17 Si alguien golpea a una persona con una piedra, y esa persona muere, el agresor es un asesino y será condenado a muerte.
18 Si alguien golpea a una persona con un pedazo de madera, y esa persona muere, el agresor es un asesino y será condenado a muerte.
20 Si alguien mata a una persona por haberla empujado con malas intenciones, o por haberle lanzado algo intencionalmente,
21 o por haberle dado un puñetazo por enemistad, el agresor es un asesino y será condenado a muerte. Cuando el vengador lo encuentre, lo matará.
22 Pero podría ocurrir que alguien sin querer empuje a una persona, o que sin mala intención le lance algún objeto,
23 o que sin darse cuenta le deje caer una piedra, y que esa persona muera. Como en este caso ellos no eran enemigos, ni hubo intención de hacer daño,
24 será la comunidad la que, de acuerdo con estas leyes, deberá arbitrar entre el acusado y el vengador.
25 La comunidad deberá proteger del vengador al acusado, dejando que el acusado regrese a la ciudad de refugio adonde huyó, y que se quede allí hasta la muerte del sumo sacerdote que fue ungido con el aceite sagrado.
28 Así que el acusado debe permanecer en su ciudad de refugio hasta la muerte del sumo sacerdote. Después de eso podrá volver a su heredad.

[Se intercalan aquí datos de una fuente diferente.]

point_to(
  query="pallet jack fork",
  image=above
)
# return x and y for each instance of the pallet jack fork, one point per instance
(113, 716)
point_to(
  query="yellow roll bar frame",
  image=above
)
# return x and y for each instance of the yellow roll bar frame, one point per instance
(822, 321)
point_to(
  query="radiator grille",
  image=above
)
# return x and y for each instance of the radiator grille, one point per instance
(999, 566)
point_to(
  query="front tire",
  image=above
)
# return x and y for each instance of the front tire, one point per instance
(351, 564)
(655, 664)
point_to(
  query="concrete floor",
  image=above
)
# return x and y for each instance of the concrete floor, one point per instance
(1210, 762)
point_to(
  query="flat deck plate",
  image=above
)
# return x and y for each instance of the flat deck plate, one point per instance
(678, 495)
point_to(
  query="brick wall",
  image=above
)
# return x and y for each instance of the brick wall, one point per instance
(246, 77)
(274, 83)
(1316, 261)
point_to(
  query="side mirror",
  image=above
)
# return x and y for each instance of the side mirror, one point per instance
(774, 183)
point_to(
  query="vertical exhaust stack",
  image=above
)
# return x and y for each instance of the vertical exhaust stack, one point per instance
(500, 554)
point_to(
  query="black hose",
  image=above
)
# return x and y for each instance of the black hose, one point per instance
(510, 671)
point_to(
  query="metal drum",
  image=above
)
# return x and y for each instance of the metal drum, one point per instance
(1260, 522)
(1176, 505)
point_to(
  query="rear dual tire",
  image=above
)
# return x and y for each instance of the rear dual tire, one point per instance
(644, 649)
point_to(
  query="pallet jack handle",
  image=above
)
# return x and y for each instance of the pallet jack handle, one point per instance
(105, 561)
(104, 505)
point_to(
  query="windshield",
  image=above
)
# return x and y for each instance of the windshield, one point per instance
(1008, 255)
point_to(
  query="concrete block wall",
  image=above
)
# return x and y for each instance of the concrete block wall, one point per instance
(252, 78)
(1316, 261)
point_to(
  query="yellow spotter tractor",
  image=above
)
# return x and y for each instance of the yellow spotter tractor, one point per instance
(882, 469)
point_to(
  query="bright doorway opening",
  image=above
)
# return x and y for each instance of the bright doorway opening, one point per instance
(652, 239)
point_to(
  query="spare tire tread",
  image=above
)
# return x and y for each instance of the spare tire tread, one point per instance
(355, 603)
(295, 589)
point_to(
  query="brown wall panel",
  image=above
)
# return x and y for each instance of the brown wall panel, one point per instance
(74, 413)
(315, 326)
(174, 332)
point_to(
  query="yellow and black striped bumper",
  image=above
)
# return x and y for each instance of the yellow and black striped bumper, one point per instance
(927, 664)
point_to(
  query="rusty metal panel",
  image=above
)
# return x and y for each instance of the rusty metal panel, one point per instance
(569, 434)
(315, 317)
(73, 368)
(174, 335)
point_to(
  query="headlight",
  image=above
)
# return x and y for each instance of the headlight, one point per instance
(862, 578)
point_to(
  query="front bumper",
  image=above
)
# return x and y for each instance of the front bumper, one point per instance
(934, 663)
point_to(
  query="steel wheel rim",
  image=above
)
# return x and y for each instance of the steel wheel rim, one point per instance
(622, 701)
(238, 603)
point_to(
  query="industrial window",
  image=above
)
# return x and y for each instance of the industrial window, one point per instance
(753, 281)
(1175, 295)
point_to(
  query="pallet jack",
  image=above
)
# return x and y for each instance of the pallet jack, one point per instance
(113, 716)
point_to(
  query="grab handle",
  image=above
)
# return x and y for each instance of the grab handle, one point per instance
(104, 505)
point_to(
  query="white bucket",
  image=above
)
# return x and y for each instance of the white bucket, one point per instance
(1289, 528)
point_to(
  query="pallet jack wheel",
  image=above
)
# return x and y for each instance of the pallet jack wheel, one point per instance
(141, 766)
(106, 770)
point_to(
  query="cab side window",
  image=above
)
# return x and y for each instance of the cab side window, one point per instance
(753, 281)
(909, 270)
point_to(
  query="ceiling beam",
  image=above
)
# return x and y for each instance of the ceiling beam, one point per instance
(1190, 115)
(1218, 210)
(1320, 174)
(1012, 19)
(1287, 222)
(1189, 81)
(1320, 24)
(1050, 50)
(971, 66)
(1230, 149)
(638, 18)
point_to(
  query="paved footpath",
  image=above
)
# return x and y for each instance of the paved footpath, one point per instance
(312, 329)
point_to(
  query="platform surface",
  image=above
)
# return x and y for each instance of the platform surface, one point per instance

30 Sólo por el testimonio de varios testigos se le podrá dar muerte a una persona acusada de homicidio. Nadie podrá ser condenado a muerte por el testimonio de un solo testigo.
32 Tampoco aceptarás rescate para permitir que el refugiado regrese a vivir a su tierra antes de la muerte del sumo sacerdote.
33 No profanes la tierra que habitas. El derramamiento de sangre contamina la tierra, y sólo con la sangre de aquel que la derramó es posible hacer expiación en favor de la tierra.